As a salaryman, every property I’ve committed to required an initial down payment and subsequent payment tranches. For overseas properties, rental income is key to ensure monthly loan repayments. I have to monitor foreign exchange rates and keep my tenants happy so they will stay and take good care of my properties.

Do I have any regrets about investing in so many properties? From a short-term perspective, yes.

One, I don’t have as much monthly disposable income to buy better things on a month-to-month basis. I still buy and sell stocks, but they fluctuate too much and I give up after some time. Occasionally, I dabble in 4D, TOTO and cryptocurrencies. Holidays with my family are once a year at most (and that usually depends on whether our jobs are steady and we’ve earned bonuses).

In the long-term, I think my regrets will be worth it. With some cash savings and insurance, most of our salaries go into our houses. As long as my wife and I can meet our monthly mortgage repayments, we will be fine. If property values rise, we can sell them and make a profit or hold them to pass on these assets to our children.

Property and investments during Covid-19

Is it wise to invest in property during this current Covid-19 situation? I think property prices might fall actually. I suggest waiting a bit if you plan on buying for yourself. Do a study on how Singapore property prices dipped, rebounded and then stabilised during the Asian Financial Crisis of 1997, SARS 2003 period and Global Financial Crisis in 2008. The trendlines usually tell a story.

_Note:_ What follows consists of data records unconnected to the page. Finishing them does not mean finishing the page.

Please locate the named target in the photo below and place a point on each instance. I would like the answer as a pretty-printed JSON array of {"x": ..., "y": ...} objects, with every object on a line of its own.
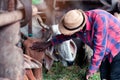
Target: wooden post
[{"x": 14, "y": 16}]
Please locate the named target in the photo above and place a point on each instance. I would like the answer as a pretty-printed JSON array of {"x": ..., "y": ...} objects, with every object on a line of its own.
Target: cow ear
[{"x": 48, "y": 62}]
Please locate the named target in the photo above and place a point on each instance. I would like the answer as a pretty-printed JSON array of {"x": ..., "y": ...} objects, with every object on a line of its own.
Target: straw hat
[{"x": 72, "y": 21}]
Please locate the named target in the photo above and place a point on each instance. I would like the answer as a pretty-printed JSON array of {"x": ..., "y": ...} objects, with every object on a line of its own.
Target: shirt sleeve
[{"x": 99, "y": 42}]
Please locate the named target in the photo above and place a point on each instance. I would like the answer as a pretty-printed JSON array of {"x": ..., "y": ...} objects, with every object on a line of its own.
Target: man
[{"x": 98, "y": 29}]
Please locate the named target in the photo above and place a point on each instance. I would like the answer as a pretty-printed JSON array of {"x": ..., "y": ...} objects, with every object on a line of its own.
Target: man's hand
[{"x": 40, "y": 46}]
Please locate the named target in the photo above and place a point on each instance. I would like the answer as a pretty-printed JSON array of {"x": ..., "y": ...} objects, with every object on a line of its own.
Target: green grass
[{"x": 59, "y": 72}]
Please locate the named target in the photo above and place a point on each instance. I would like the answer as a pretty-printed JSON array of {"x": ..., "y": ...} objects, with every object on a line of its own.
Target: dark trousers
[{"x": 110, "y": 71}]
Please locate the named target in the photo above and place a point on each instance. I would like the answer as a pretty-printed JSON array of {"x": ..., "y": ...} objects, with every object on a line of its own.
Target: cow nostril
[{"x": 70, "y": 63}]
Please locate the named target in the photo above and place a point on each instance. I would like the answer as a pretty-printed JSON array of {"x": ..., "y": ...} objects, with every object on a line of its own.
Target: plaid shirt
[{"x": 102, "y": 34}]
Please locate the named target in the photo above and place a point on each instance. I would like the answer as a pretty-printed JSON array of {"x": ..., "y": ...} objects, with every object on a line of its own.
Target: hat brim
[{"x": 64, "y": 31}]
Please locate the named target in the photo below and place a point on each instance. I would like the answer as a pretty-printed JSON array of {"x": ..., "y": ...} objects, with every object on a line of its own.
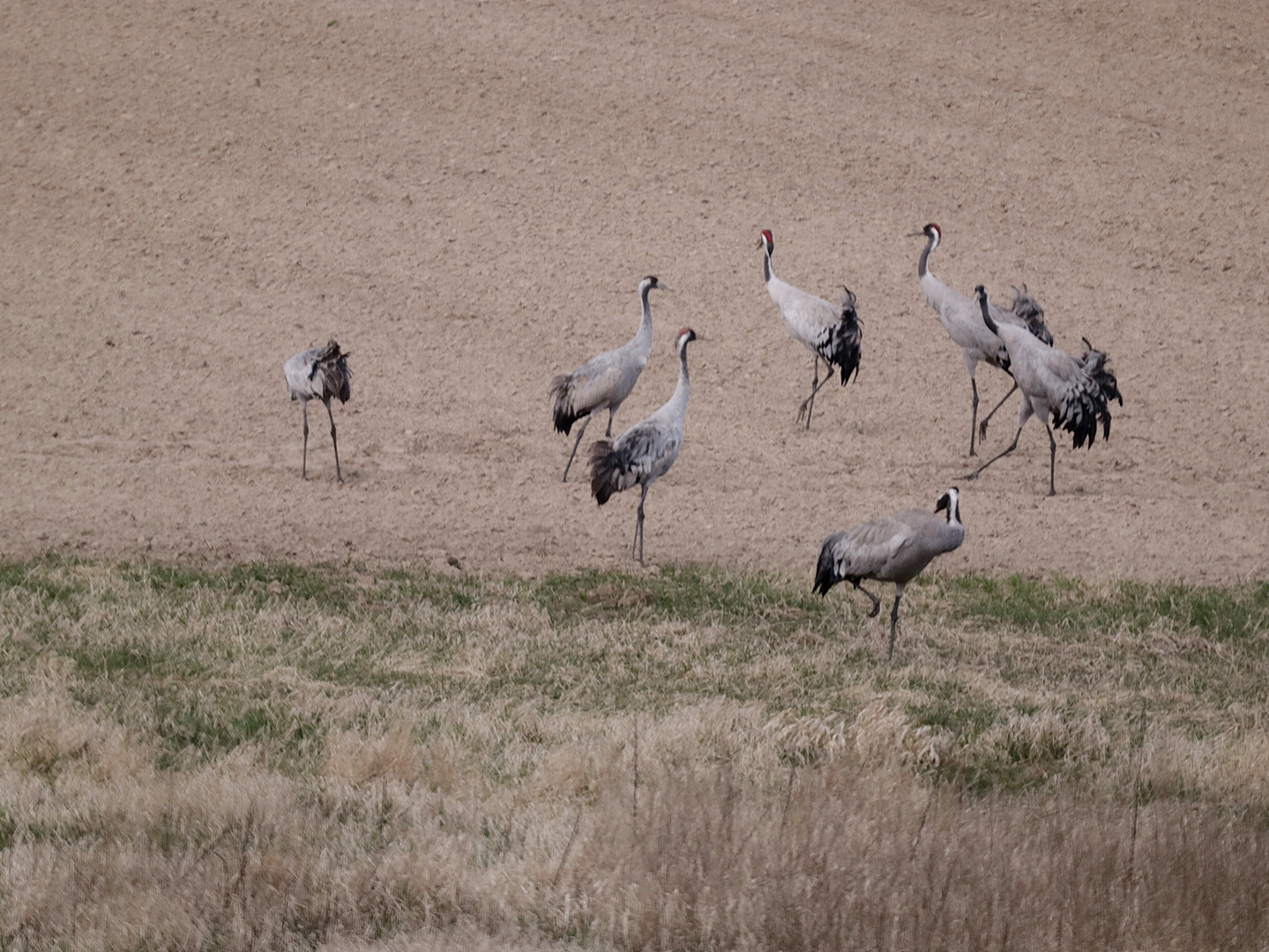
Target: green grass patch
[{"x": 1017, "y": 681}]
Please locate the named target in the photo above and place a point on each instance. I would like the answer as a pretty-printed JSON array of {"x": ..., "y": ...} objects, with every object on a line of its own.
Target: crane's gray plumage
[
  {"x": 890, "y": 549},
  {"x": 321, "y": 374},
  {"x": 646, "y": 451},
  {"x": 606, "y": 381},
  {"x": 1076, "y": 390},
  {"x": 959, "y": 318},
  {"x": 832, "y": 333}
]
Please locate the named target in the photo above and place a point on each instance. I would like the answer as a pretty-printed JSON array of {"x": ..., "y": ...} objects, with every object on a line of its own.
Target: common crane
[
  {"x": 646, "y": 451},
  {"x": 320, "y": 373},
  {"x": 832, "y": 333},
  {"x": 959, "y": 318},
  {"x": 1076, "y": 392},
  {"x": 890, "y": 549},
  {"x": 606, "y": 381}
]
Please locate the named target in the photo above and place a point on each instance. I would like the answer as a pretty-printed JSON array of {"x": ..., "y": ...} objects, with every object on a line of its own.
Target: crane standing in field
[
  {"x": 606, "y": 381},
  {"x": 829, "y": 332},
  {"x": 959, "y": 318},
  {"x": 320, "y": 373},
  {"x": 890, "y": 549},
  {"x": 1076, "y": 392},
  {"x": 646, "y": 451}
]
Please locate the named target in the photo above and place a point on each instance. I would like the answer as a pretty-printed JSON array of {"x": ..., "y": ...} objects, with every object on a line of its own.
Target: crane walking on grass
[
  {"x": 1076, "y": 392},
  {"x": 646, "y": 451},
  {"x": 321, "y": 374},
  {"x": 959, "y": 318},
  {"x": 832, "y": 333},
  {"x": 606, "y": 381},
  {"x": 890, "y": 549}
]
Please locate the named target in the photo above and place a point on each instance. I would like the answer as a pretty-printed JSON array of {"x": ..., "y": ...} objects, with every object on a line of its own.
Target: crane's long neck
[
  {"x": 922, "y": 265},
  {"x": 679, "y": 398},
  {"x": 644, "y": 336}
]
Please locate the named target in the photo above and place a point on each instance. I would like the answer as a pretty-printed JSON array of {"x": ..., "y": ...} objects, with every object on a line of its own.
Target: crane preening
[
  {"x": 1076, "y": 390},
  {"x": 890, "y": 549},
  {"x": 832, "y": 333},
  {"x": 606, "y": 381},
  {"x": 645, "y": 453},
  {"x": 321, "y": 374},
  {"x": 959, "y": 318}
]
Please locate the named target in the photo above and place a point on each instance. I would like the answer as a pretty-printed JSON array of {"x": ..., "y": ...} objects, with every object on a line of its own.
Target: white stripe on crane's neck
[
  {"x": 931, "y": 241},
  {"x": 768, "y": 249}
]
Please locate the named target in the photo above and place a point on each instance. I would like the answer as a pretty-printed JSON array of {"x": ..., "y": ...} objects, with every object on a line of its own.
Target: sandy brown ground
[{"x": 466, "y": 194}]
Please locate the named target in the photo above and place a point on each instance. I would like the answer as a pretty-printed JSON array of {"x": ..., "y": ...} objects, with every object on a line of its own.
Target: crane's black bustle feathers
[
  {"x": 1089, "y": 405},
  {"x": 840, "y": 345},
  {"x": 606, "y": 471},
  {"x": 565, "y": 413}
]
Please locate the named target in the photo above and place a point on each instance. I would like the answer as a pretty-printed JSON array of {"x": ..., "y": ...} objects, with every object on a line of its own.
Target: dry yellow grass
[{"x": 289, "y": 760}]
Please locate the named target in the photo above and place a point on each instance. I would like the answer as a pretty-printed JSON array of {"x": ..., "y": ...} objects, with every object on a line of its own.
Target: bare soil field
[{"x": 466, "y": 196}]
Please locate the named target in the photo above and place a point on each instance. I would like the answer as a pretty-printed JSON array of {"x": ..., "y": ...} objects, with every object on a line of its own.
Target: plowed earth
[{"x": 466, "y": 196}]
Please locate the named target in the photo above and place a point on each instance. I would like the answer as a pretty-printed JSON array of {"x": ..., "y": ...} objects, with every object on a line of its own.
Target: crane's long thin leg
[
  {"x": 638, "y": 527},
  {"x": 876, "y": 601},
  {"x": 1003, "y": 453},
  {"x": 893, "y": 622},
  {"x": 982, "y": 426},
  {"x": 303, "y": 468},
  {"x": 974, "y": 420},
  {"x": 1052, "y": 457},
  {"x": 575, "y": 444},
  {"x": 334, "y": 442},
  {"x": 809, "y": 404},
  {"x": 811, "y": 398}
]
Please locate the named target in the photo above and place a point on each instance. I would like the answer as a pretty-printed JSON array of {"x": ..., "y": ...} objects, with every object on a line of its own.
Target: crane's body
[
  {"x": 1074, "y": 390},
  {"x": 959, "y": 315},
  {"x": 890, "y": 549},
  {"x": 832, "y": 333},
  {"x": 606, "y": 381},
  {"x": 645, "y": 453},
  {"x": 323, "y": 374}
]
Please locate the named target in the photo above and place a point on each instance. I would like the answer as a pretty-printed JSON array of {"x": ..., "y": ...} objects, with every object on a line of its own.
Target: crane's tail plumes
[
  {"x": 840, "y": 344},
  {"x": 1089, "y": 404},
  {"x": 606, "y": 472},
  {"x": 565, "y": 413},
  {"x": 1032, "y": 315}
]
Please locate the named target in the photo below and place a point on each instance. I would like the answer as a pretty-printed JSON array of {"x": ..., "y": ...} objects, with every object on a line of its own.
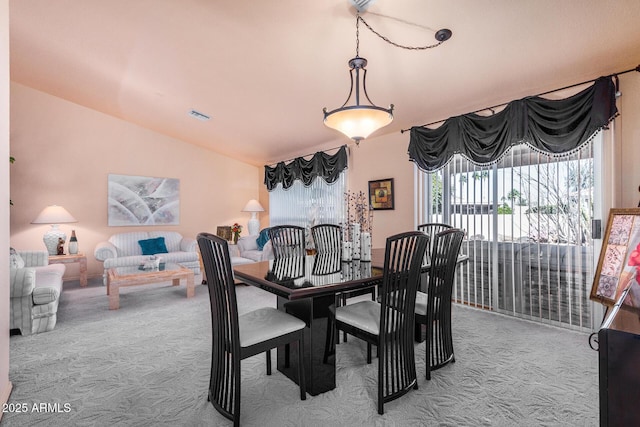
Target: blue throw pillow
[
  {"x": 153, "y": 246},
  {"x": 263, "y": 238}
]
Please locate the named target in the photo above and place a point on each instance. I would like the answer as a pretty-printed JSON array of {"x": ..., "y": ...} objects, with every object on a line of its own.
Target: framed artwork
[
  {"x": 619, "y": 260},
  {"x": 381, "y": 194},
  {"x": 142, "y": 200},
  {"x": 224, "y": 232}
]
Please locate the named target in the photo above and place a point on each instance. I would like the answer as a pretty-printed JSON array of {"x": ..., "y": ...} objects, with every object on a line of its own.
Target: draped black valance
[
  {"x": 550, "y": 126},
  {"x": 323, "y": 165}
]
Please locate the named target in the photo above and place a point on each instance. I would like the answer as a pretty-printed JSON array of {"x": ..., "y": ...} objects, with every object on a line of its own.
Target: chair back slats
[
  {"x": 287, "y": 241},
  {"x": 288, "y": 268},
  {"x": 439, "y": 341},
  {"x": 327, "y": 238},
  {"x": 224, "y": 385},
  {"x": 404, "y": 254},
  {"x": 431, "y": 229}
]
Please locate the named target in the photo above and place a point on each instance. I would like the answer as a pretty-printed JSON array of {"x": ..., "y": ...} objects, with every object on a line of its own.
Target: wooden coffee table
[{"x": 130, "y": 276}]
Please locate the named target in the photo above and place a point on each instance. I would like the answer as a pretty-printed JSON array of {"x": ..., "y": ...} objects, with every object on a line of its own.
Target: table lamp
[
  {"x": 54, "y": 215},
  {"x": 254, "y": 207}
]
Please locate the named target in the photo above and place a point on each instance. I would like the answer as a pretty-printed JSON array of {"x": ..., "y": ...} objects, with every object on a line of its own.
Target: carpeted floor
[{"x": 147, "y": 364}]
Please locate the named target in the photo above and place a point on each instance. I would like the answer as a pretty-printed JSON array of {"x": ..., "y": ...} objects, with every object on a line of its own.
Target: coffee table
[{"x": 118, "y": 277}]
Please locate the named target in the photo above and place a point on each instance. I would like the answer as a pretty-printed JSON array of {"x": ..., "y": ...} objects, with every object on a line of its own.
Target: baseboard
[{"x": 4, "y": 396}]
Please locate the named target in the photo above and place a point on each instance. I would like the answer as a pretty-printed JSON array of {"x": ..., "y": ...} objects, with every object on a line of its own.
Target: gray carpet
[{"x": 147, "y": 364}]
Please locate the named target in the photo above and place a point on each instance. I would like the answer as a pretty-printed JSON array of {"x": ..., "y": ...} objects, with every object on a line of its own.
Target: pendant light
[{"x": 358, "y": 121}]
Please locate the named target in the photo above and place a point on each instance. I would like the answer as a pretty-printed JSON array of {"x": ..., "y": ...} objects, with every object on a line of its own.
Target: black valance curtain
[
  {"x": 550, "y": 126},
  {"x": 323, "y": 165}
]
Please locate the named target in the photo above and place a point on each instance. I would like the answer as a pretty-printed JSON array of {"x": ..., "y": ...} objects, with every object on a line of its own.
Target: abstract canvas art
[
  {"x": 619, "y": 260},
  {"x": 142, "y": 200}
]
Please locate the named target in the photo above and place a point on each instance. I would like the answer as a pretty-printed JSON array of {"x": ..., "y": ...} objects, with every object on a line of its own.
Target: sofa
[
  {"x": 35, "y": 289},
  {"x": 126, "y": 249},
  {"x": 248, "y": 248}
]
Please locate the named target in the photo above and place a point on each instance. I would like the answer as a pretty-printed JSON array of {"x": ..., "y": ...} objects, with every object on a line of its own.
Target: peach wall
[
  {"x": 64, "y": 153},
  {"x": 627, "y": 129},
  {"x": 5, "y": 385},
  {"x": 380, "y": 158}
]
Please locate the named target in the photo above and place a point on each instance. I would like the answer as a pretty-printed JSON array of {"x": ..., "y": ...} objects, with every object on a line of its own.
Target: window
[
  {"x": 319, "y": 203},
  {"x": 528, "y": 231}
]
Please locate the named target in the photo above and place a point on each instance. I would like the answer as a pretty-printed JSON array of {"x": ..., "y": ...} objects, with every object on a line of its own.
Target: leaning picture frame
[
  {"x": 619, "y": 261},
  {"x": 381, "y": 194},
  {"x": 224, "y": 232}
]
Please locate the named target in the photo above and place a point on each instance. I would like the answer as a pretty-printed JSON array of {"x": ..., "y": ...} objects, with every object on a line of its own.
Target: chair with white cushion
[
  {"x": 238, "y": 337},
  {"x": 433, "y": 308},
  {"x": 388, "y": 324}
]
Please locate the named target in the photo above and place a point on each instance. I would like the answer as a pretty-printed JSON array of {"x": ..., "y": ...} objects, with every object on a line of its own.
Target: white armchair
[{"x": 35, "y": 288}]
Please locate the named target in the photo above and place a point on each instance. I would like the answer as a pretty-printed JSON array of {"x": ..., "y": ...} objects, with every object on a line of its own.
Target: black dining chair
[
  {"x": 328, "y": 238},
  {"x": 433, "y": 308},
  {"x": 234, "y": 337},
  {"x": 431, "y": 229},
  {"x": 287, "y": 241},
  {"x": 388, "y": 324}
]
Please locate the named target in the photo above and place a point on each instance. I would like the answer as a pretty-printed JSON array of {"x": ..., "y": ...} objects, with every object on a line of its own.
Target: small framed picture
[
  {"x": 381, "y": 194},
  {"x": 224, "y": 232},
  {"x": 619, "y": 260}
]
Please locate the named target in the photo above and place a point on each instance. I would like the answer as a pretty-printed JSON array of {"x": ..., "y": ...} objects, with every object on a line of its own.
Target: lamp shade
[
  {"x": 54, "y": 239},
  {"x": 359, "y": 121},
  {"x": 253, "y": 206},
  {"x": 54, "y": 214}
]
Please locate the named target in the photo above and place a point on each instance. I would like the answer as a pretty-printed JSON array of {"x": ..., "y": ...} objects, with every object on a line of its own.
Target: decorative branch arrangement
[{"x": 358, "y": 211}]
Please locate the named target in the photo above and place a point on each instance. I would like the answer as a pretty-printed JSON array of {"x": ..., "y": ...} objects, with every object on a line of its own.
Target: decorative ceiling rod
[{"x": 358, "y": 121}]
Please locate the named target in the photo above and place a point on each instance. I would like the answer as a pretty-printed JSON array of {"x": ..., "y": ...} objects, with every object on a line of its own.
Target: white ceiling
[{"x": 265, "y": 69}]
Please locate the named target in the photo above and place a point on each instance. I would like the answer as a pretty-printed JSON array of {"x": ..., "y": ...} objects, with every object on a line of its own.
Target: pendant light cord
[{"x": 386, "y": 39}]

What usually happens, as property prices dip in a crisis, is more buyers will flock into the scene (to hell with the pandemic … they’d probably be saying). This eventually forces the government to introduce new measures (restrictions, higher ABSD) to cool the market. The last thing the government wants is a bubble or bust either way. From my experience, you need gut instinct to sense when the needle rises and the knife drops. Or better yet, marry your spouse if she’s your lucky charm.